Again, the simultaneous singular and plural implication of ‘us,’ rang like a bell in his strained and withering consciousness. Beyond sight or even thought, uncountable, immeasurable concepts of entities, ones who took on one terrifying amalgamations of beast and man and monster and god, all in morphing sequence, yet also all at once, dominated the fragile sense of awareness that had been Matt. And as his struggling mind observed the speck once more, it flickered for a final time before vanishing as the timeless, formless and ravenous void devoured it.
Once again, there was only the deep darkness of true nothingness. Then came a shock. A blistering and immediate sense of restored corporeality. An excruciating moment of time that seemed to stretch forever as the single moment passed, and space and material existence all snapped back to create once again, what he had known once as reality.
Matt’s physical body shook as he let out a scream in his apartment. His hands, familiar to him once again wildly tore off the headset he had donned in what felt like countless lifetimes ago and sent it clattering to the floor. He breathed deep, hyperventilating as his eyes and senses fought to regain focus.
Spilling out of the easy chair, he fell to his hands and knees and began to crawl. The visions and experience of his sojourn into the impossible lingered, refusing to fade as dreams tend to do. Instead feeling as though they would break his mind as it struggled to reconcile them with his return to his life and world. He scrambled clumsily, like a scared animal, into his bathroom.
Pulling himself up to standing against the broad marble counter, he gazed into his mirror, desperate to remember his own face. Pleading with the universe, so long as it lasted, to let it still be there and still be his. To his great relief, from the mirror his own same and true, but now pale and terrified face stared back at him. He continued his labored breaths as panic swirled within, the sight of himself and the feel of smooth cold stone beneath his hands and flat feet, slowly grounding him back in what he knew best as reality.
He spoke.
“What…” it was a staggering sort of speech, but his voice. He was sure. “…then fuck?”
He locked eyes with his reflection. He wasn’t sure why, but it just felt important. They were bloodshot with burst capillaries in each. His head and eyes then darted about himself in the mirror as he scanned his torso and arms for any signs of injury, until they didn’t. Until the reflection’s head moved. Until it’s eyes met his.
Matt flung himself backward, nearly crashing into the plate glass door to his shower. His reflection did not. He stared, unblinking as his unmoved reflection, hands still placed upon the sink did the same, a slight smirk crossing it’s face.
“What is this?” he stammered.
“An easier way for us to talk,” the reflection answered with his own voice.
“What are you?”
“You know what I am.”
The answer shot a pang of existential terror through him.
“You’re one of those…things, from the…dark.” Matt whispered, his eyes never leaving those of his reflection.
“I am the thing in the dark.” it replied, it’s smirk broadening into a full grin.
“What…what do you want with me?”
“I want to help you.” it said simply.
“Help me what?”
“Help you create something.
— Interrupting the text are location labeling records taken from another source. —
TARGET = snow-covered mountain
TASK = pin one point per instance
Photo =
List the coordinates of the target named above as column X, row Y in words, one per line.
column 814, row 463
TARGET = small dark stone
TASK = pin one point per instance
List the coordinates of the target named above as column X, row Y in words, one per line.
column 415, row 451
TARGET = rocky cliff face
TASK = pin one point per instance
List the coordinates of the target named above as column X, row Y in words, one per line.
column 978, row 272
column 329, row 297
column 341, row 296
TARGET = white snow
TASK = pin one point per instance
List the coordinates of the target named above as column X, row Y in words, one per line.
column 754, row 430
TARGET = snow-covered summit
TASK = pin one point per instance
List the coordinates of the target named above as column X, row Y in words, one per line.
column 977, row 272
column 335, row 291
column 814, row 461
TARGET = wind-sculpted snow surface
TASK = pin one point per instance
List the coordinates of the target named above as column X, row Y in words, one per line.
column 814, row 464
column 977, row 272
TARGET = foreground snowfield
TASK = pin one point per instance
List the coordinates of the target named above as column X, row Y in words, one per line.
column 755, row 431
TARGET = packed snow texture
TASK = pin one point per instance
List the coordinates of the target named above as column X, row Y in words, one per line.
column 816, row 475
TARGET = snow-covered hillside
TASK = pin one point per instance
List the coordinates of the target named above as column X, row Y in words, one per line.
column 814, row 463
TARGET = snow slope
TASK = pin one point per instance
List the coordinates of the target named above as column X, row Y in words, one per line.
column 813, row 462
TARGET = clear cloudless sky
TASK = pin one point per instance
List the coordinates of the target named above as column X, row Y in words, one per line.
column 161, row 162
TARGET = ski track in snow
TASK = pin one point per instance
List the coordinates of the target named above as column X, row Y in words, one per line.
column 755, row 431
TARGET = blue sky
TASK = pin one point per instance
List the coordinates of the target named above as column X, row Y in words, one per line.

Something that the world will know and never forget.” it’s unnerving smile broadened wider, finally reaching it’s unblinking eyes.
“Create…create what? I don’t understand. How is this happening? What is happening?”
The thing in the mirror’s face dropped to one of a serious, knowing expression. It stood upright, shoulders squared with posture Matt seldom if ever walked or stood with. It exuded a sense of pride that Matt couldn’t help but feel as though was strangely growing within him, unbidden and unexplained.
“Meet me at your machine.” it said, before vanishing from his sight. In it’s place, Matt saw only his true reflection, hunched against the wall beside his shower, staring terrified back at himself. He cautiously stepped forward towards the mirror, a trembling hand reaching out slowly. Running his fingers along the glass, his reflection did the same.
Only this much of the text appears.